Pourquoi les sorties dans l'espace sont toujours importantes
Les bras robotiques et les systèmes télécommandés gèrent de nombreuses tâches de l'ISS, mais certains travaux nécessitent encore des mains humaines. La mise à niveau des systèmes d'alimentation, le remplacement des pompes de refroidissement, la réparation des équipements scientifiques et l'installation de nouveaux matériels exigent tous une dextérité qu'aucun robot actuel ne peut entièrement reproduire dans un environnement orbital non structuré.
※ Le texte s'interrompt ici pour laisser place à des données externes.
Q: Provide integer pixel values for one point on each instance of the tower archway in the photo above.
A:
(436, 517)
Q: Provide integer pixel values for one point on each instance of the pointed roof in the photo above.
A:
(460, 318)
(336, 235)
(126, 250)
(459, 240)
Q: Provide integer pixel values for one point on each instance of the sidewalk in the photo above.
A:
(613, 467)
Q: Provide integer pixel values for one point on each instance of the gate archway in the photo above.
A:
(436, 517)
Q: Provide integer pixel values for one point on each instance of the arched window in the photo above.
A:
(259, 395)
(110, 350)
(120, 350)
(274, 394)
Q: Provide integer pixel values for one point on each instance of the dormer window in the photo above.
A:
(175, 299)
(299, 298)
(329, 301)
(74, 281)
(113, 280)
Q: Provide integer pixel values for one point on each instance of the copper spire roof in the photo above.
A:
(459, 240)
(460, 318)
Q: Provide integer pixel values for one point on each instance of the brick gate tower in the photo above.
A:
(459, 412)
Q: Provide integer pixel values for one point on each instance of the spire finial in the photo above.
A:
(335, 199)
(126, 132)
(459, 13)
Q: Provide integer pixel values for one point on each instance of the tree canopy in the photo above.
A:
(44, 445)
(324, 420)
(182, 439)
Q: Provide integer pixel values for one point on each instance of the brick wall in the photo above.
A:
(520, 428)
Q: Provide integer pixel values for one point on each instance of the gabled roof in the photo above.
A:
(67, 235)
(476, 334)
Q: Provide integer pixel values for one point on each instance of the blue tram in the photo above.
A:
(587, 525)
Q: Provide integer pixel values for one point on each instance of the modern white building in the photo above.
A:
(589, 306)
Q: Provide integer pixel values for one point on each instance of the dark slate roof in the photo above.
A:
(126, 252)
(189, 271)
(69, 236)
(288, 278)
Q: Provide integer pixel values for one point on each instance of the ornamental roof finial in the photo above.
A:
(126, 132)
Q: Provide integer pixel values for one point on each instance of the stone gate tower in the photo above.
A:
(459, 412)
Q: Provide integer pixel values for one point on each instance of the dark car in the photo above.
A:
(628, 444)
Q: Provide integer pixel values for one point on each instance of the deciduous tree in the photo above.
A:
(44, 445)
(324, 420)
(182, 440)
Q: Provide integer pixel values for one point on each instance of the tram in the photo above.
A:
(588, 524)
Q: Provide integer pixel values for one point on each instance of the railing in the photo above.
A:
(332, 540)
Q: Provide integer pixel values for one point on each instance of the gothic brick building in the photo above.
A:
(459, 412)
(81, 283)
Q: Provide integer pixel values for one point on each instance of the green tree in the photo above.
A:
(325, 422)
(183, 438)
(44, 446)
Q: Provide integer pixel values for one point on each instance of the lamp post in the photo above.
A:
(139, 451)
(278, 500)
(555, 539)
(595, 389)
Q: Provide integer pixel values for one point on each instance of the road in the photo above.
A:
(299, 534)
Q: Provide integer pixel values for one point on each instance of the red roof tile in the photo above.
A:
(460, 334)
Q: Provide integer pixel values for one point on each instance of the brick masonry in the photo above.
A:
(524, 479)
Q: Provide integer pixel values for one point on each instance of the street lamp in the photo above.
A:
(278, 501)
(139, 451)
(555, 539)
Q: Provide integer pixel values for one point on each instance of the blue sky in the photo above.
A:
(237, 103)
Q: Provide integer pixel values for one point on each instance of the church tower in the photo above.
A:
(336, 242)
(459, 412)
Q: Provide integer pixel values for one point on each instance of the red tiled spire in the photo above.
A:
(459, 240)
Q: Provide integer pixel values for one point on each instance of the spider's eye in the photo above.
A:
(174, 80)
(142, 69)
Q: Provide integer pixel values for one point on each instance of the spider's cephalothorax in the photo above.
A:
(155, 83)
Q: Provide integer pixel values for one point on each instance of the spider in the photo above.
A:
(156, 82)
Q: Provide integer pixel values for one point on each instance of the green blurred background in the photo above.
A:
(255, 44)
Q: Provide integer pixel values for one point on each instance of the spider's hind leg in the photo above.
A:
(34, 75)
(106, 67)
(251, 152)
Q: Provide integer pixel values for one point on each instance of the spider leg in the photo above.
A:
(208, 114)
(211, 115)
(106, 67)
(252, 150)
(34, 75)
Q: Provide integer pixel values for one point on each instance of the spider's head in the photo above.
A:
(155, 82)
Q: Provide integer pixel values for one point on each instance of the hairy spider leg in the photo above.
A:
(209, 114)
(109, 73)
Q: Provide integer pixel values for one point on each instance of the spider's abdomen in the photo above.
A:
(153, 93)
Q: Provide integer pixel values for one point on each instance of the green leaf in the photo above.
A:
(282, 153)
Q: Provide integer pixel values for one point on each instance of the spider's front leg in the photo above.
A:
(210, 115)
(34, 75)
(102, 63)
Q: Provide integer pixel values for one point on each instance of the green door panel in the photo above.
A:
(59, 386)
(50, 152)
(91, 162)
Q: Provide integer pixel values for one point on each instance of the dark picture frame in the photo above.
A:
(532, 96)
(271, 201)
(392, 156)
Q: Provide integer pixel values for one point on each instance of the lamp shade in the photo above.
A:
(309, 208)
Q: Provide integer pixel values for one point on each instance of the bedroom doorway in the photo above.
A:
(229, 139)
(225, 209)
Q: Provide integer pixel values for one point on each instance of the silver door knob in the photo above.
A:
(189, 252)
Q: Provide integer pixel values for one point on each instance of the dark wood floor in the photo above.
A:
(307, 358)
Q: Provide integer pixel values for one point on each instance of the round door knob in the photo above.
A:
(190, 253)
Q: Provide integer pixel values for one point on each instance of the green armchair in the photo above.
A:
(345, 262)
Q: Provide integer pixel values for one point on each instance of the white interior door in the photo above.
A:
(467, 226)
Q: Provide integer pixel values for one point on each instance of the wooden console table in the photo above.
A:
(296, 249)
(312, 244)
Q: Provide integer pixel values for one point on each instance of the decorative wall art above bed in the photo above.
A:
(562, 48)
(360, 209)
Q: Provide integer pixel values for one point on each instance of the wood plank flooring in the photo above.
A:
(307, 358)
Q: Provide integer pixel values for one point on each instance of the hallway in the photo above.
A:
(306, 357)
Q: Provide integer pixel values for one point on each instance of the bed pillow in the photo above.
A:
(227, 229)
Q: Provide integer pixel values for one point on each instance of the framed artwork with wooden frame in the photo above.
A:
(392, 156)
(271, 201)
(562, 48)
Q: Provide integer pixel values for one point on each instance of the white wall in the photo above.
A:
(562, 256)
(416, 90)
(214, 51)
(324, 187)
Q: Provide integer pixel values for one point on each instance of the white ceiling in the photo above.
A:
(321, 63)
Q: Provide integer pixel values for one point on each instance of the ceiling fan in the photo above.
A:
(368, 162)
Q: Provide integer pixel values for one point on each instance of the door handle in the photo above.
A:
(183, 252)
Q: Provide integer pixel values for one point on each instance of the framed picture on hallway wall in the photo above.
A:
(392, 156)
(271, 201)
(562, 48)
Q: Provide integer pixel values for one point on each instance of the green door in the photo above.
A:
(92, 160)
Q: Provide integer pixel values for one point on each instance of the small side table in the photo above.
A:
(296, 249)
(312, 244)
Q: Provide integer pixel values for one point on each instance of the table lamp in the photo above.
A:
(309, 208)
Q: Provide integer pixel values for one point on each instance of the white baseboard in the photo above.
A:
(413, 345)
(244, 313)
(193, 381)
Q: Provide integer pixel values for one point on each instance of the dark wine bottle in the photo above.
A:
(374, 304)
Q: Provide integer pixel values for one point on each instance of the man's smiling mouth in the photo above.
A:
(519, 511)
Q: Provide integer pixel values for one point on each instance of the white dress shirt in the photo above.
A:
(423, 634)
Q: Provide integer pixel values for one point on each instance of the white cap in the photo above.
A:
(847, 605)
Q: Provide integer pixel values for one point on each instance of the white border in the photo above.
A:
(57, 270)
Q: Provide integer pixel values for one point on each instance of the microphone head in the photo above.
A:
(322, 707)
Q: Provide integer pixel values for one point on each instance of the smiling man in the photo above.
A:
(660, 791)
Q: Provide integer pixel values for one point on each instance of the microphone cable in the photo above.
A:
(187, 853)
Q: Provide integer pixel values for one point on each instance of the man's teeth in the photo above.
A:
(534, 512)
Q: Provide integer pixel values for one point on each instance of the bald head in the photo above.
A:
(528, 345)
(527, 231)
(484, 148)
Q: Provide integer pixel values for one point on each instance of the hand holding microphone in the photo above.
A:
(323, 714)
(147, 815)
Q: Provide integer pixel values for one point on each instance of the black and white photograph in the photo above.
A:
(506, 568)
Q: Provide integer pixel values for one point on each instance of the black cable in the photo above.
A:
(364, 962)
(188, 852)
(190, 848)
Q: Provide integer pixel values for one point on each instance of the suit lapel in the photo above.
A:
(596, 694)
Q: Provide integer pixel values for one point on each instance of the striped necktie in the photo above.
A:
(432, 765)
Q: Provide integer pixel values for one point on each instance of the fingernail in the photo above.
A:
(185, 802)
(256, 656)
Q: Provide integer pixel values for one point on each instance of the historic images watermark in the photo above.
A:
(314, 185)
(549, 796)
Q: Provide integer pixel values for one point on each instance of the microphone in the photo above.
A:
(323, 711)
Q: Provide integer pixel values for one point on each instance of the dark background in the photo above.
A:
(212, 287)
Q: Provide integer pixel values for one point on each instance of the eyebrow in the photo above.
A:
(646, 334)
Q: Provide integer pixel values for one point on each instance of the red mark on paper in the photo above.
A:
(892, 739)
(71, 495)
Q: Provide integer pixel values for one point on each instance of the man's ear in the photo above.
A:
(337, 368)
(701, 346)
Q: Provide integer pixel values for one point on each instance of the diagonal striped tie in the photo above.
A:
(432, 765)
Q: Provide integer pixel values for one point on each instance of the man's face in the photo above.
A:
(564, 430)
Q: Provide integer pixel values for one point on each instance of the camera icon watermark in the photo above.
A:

L'installation en cours de panneaux solaires déroulables (iROSAs) – qui augmentera la puissance de la station de 20 à 30 % – en est un excellent exemple : chaque panneau doit être physiquement préparé et connecté par des astronautes en combinaison.
Alors que les agences spatiales planifient des opérations à la surface lunaire dans le cadre du programme Artemis et, à terme, des missions habitées vers Mars, la technologie EVA est repensée de fond en comble. Les défis se multiplient : des promenades lunaires dans la poussière lunaire, des combinaisons martiennes capables de faire face à une atmosphère mince de CO₂. Mais le principe fondamental reste le même qu'en 1965 : enfilez votre combinaison, respirez prudemment, attachez votre câble et sortez.